‘Great concern’ over China-Solomon Islands deal: Australia PM By Reuters

© Reuters. FILE PHOTO: Australia’s Prime Minister Scott Morrison gestures as he makes a statement at the UN Climate Change Conference (COP26) in Glasgow, Scotland, Britain November 1, 2021. Alastair Grant / Pool via REUTERS

(Reuters) – Australia’s Prime Minister Scott Morrison said on Saturday there was “great concern” across the Pacific after Solomon Islands confirmed it was creating a security partnership with China.

The Pacific island nation on Friday said it was expanding ties with China to combat security threats and ensure a safe environment for investment as it diversifies security relations.

A potential China security pact with Solomon Island has sparked concerns among US allies Australia and New Zealand about Chinese influence a region where they have for decades held strong sway.

Asked by reporters in Sydney about the matter, Morrison said “there is great concern across the Pacific family because we are in constant contact with our Pacific family”.

“I will be in further discussions with leaders over the course of this weekend, there was a meeting yesterday with our head of mission and Prime Minister (Manasseh) Sogavare,” he said.

Morrison said Sogavare on Friday indicated to Canberra that he appreciated Australia’s ongoing support for Solomon Islands.

“We are the Solomon Islands’ single largest development partner, daylight second, third, fourth,” Morrison said.
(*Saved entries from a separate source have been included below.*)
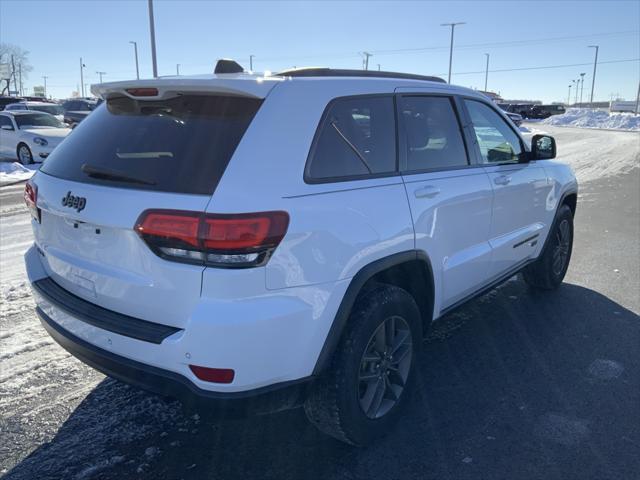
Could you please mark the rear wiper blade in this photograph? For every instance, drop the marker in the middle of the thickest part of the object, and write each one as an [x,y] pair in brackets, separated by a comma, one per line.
[108,174]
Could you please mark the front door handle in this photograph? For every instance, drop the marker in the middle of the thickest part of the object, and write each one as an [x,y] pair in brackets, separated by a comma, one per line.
[428,191]
[502,180]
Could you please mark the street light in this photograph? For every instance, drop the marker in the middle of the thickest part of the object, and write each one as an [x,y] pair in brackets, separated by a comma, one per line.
[135,51]
[453,26]
[366,59]
[486,73]
[595,64]
[152,32]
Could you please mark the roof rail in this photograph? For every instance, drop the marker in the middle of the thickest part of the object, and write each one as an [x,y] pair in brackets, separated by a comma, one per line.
[339,72]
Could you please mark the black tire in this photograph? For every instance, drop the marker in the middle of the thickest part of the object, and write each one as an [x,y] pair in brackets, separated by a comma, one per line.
[549,270]
[335,405]
[28,157]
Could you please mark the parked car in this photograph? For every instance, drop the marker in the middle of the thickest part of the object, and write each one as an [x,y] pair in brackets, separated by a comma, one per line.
[50,108]
[515,118]
[545,111]
[29,136]
[257,243]
[77,109]
[4,101]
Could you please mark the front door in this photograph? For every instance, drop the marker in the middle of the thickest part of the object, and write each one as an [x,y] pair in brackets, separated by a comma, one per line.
[520,189]
[450,197]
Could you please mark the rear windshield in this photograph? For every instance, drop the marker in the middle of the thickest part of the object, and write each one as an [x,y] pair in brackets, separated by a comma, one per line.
[181,145]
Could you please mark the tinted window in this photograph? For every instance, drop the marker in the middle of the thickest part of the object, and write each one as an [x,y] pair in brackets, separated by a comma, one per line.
[432,132]
[37,120]
[182,144]
[497,141]
[357,137]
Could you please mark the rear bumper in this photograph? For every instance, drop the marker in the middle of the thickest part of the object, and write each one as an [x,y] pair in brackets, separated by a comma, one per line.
[164,382]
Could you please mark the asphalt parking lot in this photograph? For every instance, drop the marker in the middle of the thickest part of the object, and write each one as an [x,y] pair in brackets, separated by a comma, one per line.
[513,385]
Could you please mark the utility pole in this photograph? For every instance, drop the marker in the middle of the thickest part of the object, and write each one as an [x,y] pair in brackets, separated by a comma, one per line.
[366,59]
[135,51]
[486,73]
[453,26]
[81,76]
[152,31]
[595,64]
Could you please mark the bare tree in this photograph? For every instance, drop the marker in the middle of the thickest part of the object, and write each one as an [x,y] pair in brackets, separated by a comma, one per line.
[18,59]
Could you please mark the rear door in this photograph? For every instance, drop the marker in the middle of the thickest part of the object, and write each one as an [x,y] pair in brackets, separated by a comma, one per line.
[450,196]
[127,157]
[520,188]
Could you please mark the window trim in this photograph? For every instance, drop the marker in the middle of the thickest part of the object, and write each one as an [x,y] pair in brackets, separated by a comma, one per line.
[524,154]
[350,178]
[402,147]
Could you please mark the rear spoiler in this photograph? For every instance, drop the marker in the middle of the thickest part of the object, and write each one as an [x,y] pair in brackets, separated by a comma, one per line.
[241,84]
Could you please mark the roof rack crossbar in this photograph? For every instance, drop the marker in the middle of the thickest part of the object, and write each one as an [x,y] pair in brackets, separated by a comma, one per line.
[339,72]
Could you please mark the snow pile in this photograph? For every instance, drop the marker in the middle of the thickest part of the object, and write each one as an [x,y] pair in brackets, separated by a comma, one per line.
[590,118]
[15,172]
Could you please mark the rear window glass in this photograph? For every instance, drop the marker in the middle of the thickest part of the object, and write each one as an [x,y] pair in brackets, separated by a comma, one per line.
[356,138]
[180,145]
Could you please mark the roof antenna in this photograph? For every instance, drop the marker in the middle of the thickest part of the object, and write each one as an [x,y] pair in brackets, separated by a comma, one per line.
[226,65]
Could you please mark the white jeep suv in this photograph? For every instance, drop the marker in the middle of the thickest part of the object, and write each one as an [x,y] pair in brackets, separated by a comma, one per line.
[255,243]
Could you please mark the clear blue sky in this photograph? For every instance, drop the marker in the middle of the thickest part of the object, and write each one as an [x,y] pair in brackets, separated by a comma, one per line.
[283,34]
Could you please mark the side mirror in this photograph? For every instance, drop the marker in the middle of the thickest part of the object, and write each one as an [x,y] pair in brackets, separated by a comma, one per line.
[543,147]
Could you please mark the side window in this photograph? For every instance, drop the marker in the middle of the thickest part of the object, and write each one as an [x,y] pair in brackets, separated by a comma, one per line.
[4,120]
[432,132]
[357,137]
[497,142]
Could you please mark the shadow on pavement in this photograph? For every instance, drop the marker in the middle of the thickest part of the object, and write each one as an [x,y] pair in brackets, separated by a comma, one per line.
[514,385]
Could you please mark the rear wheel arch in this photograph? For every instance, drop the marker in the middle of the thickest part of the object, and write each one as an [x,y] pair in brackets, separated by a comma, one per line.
[410,270]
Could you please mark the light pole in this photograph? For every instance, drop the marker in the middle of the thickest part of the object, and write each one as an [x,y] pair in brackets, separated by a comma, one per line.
[453,26]
[82,65]
[135,51]
[366,59]
[152,32]
[595,64]
[486,73]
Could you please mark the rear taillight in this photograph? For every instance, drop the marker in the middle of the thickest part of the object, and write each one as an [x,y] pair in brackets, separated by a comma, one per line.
[220,240]
[31,199]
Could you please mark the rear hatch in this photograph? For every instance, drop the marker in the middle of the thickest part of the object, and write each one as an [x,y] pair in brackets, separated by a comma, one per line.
[131,155]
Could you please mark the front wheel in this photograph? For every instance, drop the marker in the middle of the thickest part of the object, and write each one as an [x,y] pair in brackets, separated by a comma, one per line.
[549,270]
[371,373]
[24,154]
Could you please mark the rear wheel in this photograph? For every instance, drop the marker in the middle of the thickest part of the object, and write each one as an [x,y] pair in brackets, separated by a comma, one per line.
[549,270]
[371,373]
[24,154]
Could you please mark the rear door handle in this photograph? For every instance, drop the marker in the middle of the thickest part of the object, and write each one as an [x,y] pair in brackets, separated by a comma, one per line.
[502,180]
[428,191]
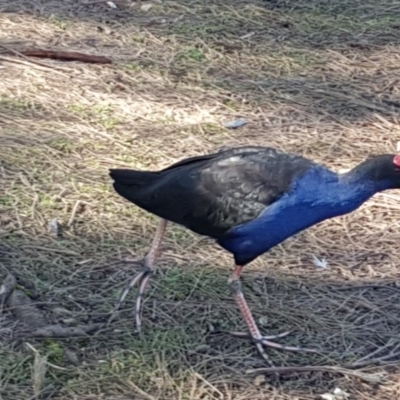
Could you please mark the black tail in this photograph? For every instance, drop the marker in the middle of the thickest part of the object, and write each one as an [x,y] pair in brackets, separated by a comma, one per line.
[131,184]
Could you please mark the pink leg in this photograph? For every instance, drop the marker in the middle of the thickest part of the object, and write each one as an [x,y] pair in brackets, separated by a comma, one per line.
[143,277]
[260,341]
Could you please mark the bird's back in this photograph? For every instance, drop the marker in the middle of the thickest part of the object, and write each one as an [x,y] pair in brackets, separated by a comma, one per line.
[213,193]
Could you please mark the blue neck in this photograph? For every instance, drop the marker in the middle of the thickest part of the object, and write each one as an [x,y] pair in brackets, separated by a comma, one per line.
[318,195]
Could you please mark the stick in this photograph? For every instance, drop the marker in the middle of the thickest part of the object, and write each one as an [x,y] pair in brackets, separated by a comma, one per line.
[66,56]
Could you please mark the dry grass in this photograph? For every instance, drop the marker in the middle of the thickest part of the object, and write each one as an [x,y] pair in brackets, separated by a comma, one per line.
[318,78]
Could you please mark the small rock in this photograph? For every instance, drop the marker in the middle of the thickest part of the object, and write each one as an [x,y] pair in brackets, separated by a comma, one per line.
[146,6]
[236,123]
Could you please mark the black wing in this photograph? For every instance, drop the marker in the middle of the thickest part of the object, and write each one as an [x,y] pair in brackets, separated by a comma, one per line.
[213,193]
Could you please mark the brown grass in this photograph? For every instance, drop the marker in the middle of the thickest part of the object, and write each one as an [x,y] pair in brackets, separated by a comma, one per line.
[316,78]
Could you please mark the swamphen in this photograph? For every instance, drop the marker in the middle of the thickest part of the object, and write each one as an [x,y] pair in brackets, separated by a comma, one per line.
[248,199]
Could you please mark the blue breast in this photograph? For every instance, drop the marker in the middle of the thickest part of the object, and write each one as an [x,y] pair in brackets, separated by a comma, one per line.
[318,195]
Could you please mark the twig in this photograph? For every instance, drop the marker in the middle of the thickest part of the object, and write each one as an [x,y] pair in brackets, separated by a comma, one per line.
[60,331]
[372,378]
[17,53]
[67,56]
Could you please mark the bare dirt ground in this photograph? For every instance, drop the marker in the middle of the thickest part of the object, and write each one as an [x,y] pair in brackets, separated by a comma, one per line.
[320,78]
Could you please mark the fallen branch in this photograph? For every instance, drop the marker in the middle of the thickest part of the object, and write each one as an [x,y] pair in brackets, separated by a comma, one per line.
[378,377]
[66,56]
[25,311]
[54,331]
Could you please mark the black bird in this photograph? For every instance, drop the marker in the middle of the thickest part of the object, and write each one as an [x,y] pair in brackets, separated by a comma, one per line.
[248,199]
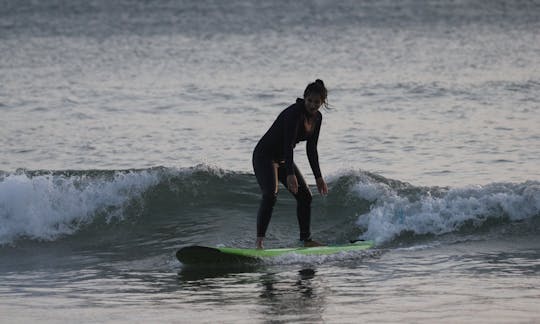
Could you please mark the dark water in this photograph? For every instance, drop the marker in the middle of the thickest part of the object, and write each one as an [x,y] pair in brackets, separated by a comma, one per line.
[127,128]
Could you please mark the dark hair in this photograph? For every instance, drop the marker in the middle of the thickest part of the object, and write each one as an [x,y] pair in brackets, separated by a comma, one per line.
[318,88]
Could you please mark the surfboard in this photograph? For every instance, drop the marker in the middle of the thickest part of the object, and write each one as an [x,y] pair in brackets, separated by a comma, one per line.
[200,255]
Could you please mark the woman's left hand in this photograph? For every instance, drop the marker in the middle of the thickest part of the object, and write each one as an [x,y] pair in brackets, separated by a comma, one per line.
[321,185]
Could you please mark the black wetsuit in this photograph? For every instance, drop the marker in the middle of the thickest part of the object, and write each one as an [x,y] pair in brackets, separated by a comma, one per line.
[274,153]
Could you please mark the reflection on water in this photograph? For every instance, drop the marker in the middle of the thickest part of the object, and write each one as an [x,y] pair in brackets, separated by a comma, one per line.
[295,298]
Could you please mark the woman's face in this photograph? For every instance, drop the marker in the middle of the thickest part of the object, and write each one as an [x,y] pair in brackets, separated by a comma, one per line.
[312,102]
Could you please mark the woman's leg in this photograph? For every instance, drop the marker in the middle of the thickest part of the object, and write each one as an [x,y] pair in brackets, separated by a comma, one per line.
[303,201]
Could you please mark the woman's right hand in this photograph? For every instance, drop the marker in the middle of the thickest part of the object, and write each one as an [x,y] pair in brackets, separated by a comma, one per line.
[292,183]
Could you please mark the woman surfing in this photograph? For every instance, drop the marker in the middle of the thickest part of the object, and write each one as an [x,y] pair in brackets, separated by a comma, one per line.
[273,160]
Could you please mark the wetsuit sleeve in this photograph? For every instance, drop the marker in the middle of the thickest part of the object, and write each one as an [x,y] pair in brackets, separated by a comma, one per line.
[311,148]
[290,130]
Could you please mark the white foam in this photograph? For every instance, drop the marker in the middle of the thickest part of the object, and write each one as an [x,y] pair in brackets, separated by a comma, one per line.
[47,206]
[392,214]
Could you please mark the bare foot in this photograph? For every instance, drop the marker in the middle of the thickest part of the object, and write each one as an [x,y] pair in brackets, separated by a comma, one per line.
[258,243]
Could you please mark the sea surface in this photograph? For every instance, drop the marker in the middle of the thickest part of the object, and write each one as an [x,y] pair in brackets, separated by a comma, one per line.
[126,133]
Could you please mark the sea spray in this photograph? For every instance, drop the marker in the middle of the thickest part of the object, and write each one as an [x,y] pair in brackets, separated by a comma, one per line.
[46,206]
[437,211]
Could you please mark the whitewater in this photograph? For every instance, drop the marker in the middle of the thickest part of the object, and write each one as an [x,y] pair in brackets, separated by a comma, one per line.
[127,129]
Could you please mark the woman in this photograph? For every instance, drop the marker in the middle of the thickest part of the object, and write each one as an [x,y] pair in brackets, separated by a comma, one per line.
[273,160]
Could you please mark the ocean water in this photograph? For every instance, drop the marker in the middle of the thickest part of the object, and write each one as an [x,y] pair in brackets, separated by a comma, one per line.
[126,133]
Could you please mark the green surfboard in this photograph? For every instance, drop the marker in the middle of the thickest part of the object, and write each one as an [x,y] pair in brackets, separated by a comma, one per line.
[200,255]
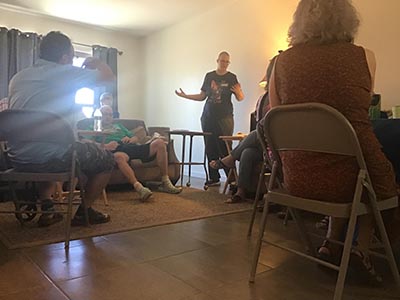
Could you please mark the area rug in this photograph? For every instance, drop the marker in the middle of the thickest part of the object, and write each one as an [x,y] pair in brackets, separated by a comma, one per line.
[127,213]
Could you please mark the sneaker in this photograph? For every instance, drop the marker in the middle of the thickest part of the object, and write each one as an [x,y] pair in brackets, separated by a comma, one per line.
[46,220]
[168,187]
[95,217]
[144,194]
[212,182]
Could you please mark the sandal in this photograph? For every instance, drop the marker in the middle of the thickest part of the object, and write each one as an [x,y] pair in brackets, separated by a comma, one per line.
[219,165]
[235,199]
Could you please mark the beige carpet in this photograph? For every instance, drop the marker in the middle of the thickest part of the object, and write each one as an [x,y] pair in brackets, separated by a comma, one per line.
[127,213]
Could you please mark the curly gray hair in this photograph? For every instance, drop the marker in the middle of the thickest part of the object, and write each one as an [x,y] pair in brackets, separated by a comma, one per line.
[323,21]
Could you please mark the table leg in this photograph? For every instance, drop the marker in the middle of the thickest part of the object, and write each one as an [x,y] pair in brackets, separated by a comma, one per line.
[183,157]
[190,160]
[205,163]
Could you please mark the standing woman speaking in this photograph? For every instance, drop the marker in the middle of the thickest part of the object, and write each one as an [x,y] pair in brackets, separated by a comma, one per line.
[217,117]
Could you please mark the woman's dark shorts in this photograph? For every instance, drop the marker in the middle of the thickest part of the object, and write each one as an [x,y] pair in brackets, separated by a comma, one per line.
[134,151]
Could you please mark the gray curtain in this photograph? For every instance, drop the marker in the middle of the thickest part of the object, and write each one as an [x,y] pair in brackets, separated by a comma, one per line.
[110,57]
[18,50]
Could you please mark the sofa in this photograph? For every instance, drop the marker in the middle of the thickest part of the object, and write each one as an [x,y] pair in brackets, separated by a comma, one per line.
[145,172]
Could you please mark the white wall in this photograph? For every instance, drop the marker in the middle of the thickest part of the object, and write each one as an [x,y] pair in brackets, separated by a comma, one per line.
[130,64]
[251,31]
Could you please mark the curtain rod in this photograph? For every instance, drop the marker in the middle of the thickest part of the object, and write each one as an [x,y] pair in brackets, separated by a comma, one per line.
[90,46]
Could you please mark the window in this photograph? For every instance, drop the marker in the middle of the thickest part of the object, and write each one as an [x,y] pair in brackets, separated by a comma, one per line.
[84,96]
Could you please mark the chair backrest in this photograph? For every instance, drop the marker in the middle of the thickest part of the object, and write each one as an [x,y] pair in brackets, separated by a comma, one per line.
[311,127]
[25,126]
[128,123]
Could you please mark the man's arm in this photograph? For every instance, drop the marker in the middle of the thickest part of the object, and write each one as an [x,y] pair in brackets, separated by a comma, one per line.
[237,90]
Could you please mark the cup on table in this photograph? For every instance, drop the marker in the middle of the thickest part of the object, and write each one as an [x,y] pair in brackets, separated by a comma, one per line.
[396,112]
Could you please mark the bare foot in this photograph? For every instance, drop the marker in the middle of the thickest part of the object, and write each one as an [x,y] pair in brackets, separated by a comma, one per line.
[228,162]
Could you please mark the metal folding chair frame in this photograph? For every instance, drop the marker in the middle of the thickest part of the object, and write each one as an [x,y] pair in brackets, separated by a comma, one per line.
[318,127]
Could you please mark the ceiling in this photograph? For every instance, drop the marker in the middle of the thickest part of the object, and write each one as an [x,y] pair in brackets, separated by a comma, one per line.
[137,17]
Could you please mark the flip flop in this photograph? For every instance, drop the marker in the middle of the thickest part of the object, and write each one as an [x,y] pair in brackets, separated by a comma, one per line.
[235,199]
[219,165]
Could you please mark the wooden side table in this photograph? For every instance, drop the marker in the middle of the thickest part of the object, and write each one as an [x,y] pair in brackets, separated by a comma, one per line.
[229,139]
[183,163]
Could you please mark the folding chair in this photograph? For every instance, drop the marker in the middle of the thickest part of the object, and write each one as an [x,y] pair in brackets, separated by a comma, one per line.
[264,176]
[27,126]
[320,128]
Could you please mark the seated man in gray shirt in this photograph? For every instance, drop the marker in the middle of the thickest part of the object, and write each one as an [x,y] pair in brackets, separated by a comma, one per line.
[50,85]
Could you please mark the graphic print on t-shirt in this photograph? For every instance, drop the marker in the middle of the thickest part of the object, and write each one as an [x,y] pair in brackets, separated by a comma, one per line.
[216,91]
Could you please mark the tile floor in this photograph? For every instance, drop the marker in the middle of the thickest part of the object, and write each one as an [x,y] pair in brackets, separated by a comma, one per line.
[196,260]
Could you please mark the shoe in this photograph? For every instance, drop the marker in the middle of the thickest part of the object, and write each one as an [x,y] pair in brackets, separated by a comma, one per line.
[361,265]
[46,220]
[212,182]
[95,217]
[235,199]
[219,164]
[144,194]
[168,187]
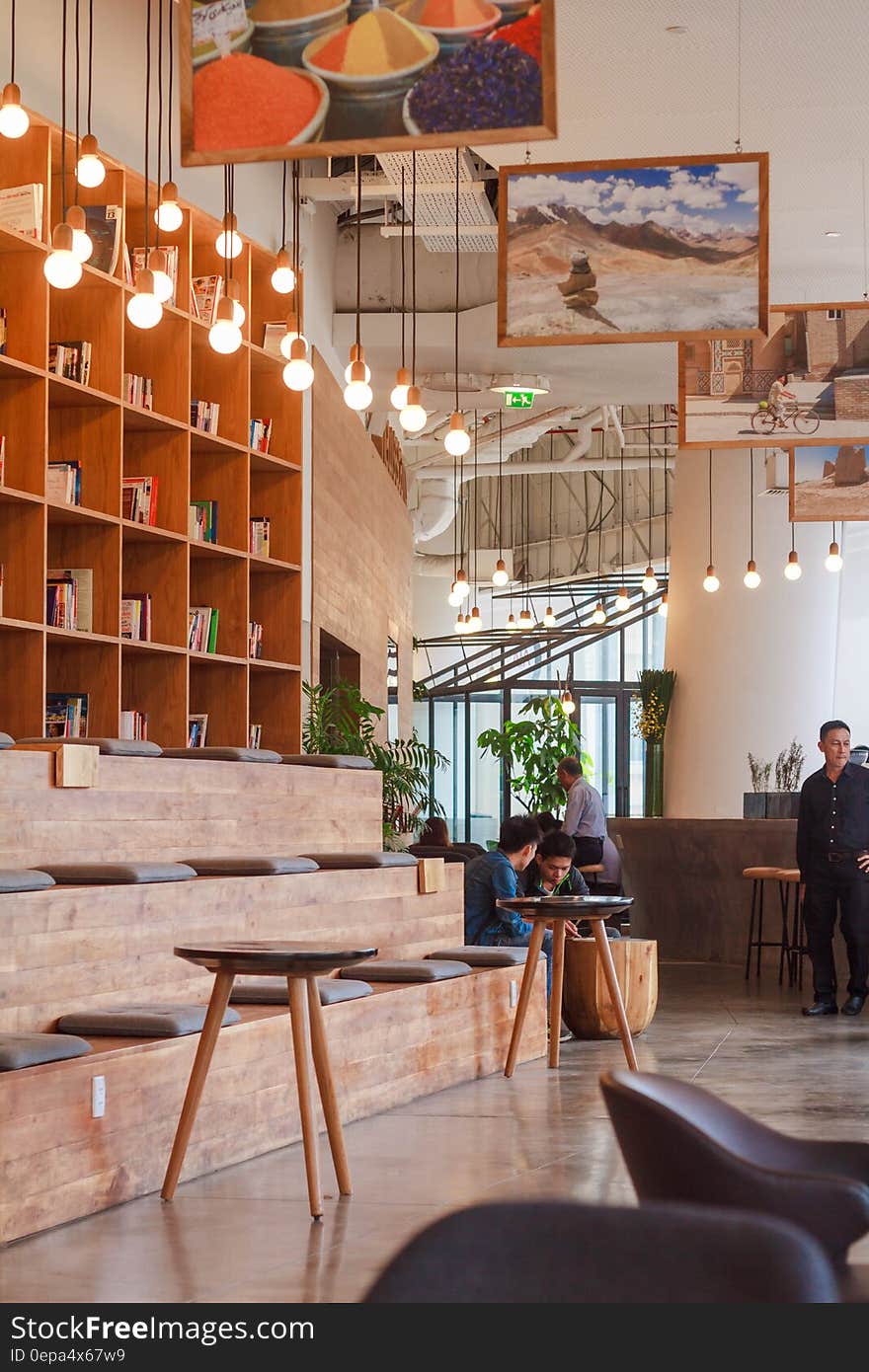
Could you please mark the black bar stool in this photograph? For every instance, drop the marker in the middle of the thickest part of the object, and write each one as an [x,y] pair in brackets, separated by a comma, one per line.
[758,877]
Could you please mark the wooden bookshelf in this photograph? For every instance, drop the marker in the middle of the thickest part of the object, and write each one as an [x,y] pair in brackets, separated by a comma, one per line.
[46,419]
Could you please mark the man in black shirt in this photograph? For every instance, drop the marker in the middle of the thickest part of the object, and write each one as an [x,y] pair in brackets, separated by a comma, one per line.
[832,851]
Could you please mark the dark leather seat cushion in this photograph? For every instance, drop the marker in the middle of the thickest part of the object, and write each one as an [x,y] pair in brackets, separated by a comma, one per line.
[109,746]
[13,879]
[116,873]
[327,760]
[224,755]
[477,956]
[409,970]
[272,991]
[141,1021]
[352,862]
[29,1050]
[250,866]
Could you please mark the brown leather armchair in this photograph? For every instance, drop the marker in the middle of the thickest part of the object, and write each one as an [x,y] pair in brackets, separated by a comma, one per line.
[681,1143]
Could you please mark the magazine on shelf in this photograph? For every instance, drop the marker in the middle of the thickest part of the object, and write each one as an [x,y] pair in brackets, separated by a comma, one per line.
[21,208]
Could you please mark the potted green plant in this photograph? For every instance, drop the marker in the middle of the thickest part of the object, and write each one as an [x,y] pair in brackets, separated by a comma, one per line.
[531,748]
[341,721]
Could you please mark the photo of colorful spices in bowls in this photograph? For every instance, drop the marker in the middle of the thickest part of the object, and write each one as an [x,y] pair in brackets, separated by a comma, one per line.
[334,77]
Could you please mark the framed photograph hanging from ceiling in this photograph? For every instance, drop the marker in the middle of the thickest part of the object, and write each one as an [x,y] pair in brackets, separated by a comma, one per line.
[303,78]
[805,383]
[830,483]
[633,252]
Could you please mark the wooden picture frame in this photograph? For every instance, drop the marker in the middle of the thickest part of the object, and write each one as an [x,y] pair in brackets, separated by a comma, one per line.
[795,335]
[666,246]
[847,501]
[379,139]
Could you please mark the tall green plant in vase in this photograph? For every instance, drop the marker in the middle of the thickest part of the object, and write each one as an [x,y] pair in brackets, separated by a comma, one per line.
[651,710]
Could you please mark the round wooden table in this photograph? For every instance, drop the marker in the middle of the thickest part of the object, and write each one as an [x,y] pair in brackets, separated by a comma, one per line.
[555,910]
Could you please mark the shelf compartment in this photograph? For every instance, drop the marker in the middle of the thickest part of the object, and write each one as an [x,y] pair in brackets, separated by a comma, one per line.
[277,495]
[87,665]
[94,312]
[92,436]
[275,602]
[24,295]
[221,582]
[220,692]
[221,477]
[97,546]
[161,453]
[275,703]
[22,556]
[162,352]
[24,422]
[270,398]
[22,681]
[158,567]
[222,377]
[155,683]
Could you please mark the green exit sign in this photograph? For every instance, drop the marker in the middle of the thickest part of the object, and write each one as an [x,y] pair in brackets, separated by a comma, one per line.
[517,400]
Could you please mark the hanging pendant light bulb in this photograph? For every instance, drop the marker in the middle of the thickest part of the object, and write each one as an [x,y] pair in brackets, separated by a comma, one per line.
[90,169]
[168,214]
[833,562]
[225,335]
[457,439]
[228,242]
[83,243]
[62,267]
[357,354]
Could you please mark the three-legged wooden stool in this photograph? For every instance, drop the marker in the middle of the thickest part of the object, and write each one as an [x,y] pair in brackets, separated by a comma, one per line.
[556,910]
[301,964]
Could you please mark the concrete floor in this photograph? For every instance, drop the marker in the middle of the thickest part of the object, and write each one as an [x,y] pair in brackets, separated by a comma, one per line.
[245,1234]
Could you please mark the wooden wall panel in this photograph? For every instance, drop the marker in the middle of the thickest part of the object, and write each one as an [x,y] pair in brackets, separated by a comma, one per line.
[361,548]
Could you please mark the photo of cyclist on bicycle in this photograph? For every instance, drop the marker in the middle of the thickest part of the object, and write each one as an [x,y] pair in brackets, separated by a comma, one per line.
[776,394]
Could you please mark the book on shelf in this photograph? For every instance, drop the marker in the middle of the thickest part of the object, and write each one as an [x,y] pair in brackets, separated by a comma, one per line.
[66,714]
[70,359]
[260,535]
[69,598]
[103,225]
[202,629]
[197,730]
[204,291]
[172,265]
[136,616]
[133,724]
[260,435]
[139,498]
[204,415]
[139,390]
[202,521]
[21,208]
[63,483]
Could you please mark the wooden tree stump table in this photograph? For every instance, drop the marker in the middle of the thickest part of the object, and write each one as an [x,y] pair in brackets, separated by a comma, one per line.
[556,910]
[587,1006]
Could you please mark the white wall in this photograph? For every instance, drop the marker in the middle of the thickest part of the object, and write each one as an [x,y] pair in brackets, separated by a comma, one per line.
[755,668]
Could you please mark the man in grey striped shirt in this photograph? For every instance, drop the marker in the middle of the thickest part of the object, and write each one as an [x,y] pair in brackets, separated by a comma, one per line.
[584,818]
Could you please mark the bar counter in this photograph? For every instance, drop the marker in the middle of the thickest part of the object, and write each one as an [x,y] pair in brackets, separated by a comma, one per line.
[685,876]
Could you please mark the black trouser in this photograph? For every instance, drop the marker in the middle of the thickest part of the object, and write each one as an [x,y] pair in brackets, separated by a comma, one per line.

Australia has previously expressed concern about the impact on regional security of military cooperation between China and Solomon Islands after a draft document outlining the proposed cooperation was leaked this week.

On Thursday, a Solomon Islands official told Reuters a security deal with China covering the military would be sent to its cabinet for consideration. The Solomons has already signed a policing deal with China.

Solomon Islands, a small island nation around 2,000 km (1,240 miles) northeast of Australia, switched diplomatic recognition to Beijing from Taiwan in 2019, signaling China’s growing influence in the Pacific.

Washington last month said it would open an embassy in nation’s the capital Honiara amid fears China was seeking to strengthen military relations there.